Has anyone read this book? I couldn’t put it down-I read it cover to cover in two days. It was really an eye-opener, explaining macro-economics in fairly simple terms. The authors believe we’ve been in a very long ‘bubble’ economy (inflated beyond what economic fundamentals dictate), starting around 1982. Their first book, America’s Bubble Economy, published in 2006, predicted a series of six bubbles that would soon burst, collapsing the artificially high level of growth we’ve had since the ’90s. The first four bubbles began popping in 2007 starting with real estate, followed by the stock market crash in 2008. The other two, personal debt and discretionary spending, are derivatives of these. The remaining bubbles (government debt and the U.S. Dollar) haven’t popped yet, but when they do we’re going to have high inflation and high unemployment for years.

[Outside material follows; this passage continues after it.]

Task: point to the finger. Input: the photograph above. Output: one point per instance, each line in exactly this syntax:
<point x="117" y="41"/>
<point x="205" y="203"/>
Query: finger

They show how the Fed has inflated the money supply by 3X what it was just 2 years ago (never been done before), and there is no sign of that stopping since its the only thing keeping us from sinking into a depression. The problem is, the longer it goes on, the longer the eventual depression will last and the deeper it will be when the government debt bubble finally pops. Their thesis: when the supply of money increases, as with anything its value goes down, meaning it buys less. This is the sole reason for inflation, and is a separate phenomenon from, for example, ‘supply and demand.’ America’s current national debt is over $15 trillion (see debt clock to the right of this article), and the book says the Fed will continue to increase the money supply (by buying bonds) until the debt reaches about $20-$25 trillion, at which point no one, individuals nor foreign central banks, not even the Fed, will buy our obligations anymore. And as the money supply increases, the value of U.S. Dollars will deflate big time.
However, the authors do believe the Euro and Dollar will continue to be “reserve” currencies, and they don’t predict the demise of either, despite, for instance, all the E.U.’s present debt problems. Both currencies will certainly be worth a lot less. They also don’t predict “the end of America.”

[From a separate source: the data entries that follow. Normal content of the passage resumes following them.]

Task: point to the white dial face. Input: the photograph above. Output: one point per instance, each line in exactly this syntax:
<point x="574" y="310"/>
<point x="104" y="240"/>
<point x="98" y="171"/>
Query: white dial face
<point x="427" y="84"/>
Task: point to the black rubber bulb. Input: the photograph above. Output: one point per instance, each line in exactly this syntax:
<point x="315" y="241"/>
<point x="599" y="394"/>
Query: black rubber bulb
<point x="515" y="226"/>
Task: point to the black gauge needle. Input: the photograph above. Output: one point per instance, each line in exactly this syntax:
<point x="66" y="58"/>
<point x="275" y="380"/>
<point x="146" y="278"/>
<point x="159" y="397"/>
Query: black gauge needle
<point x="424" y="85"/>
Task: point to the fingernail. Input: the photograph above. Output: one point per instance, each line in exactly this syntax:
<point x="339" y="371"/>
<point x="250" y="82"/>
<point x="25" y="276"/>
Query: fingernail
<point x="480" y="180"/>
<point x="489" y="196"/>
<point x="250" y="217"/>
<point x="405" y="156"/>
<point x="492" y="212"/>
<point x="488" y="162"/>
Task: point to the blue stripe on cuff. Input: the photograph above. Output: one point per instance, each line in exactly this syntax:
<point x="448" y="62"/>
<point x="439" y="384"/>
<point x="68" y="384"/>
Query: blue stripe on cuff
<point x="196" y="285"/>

Bottom line–they highly advise getting low, fixed-rate loans on your home, making only the minimum payments (because of inflation it will be easier to pay off those dollars in the future) dump all other RE, sell your business, sell stock, sell any valuables/collectables, pay off your car (its easy to repossess if you lose your job and can’t make payments, while your home will be difficult to take away), and buy GOLD. They say that for many years it will be the only thing that will hold its value, particularly because of its demand in the Middle East and Asia. At a certain point, far into the mega-depression, actually near its end, gold will be a bubble also and then it will be time to sell. But not now. Buy now.
Wiedemer and partners foresee this ‘Aftershock’ starting in about 2013-2016. They don’t give exact dates, because its timing depends on a lot of factors, including the actions of the Fed, Congress, and what happens internationally. But they do believe at this point it is unavoidable, due to the unpayable U.S. debt and huge increase in our money supply.
Aftershock was not written from a spiritual perspective, but certainly it is ‘contrarian.’ There’s not a lot of support in the economics community for Wiedemer & Co.’s viewpoint which considers the economy as evolving rather than cyclical, the standard understanding.
They foresee a lot of civil unrest, many businesses and homeowners squatting and not paying mortgage/rent, huge changes in entitlements, significant decreases in inflation-adjusted salaries, and joblessness in the 40-60% range. Perhaps Jesus will return in the midst of all this forecasted chaos.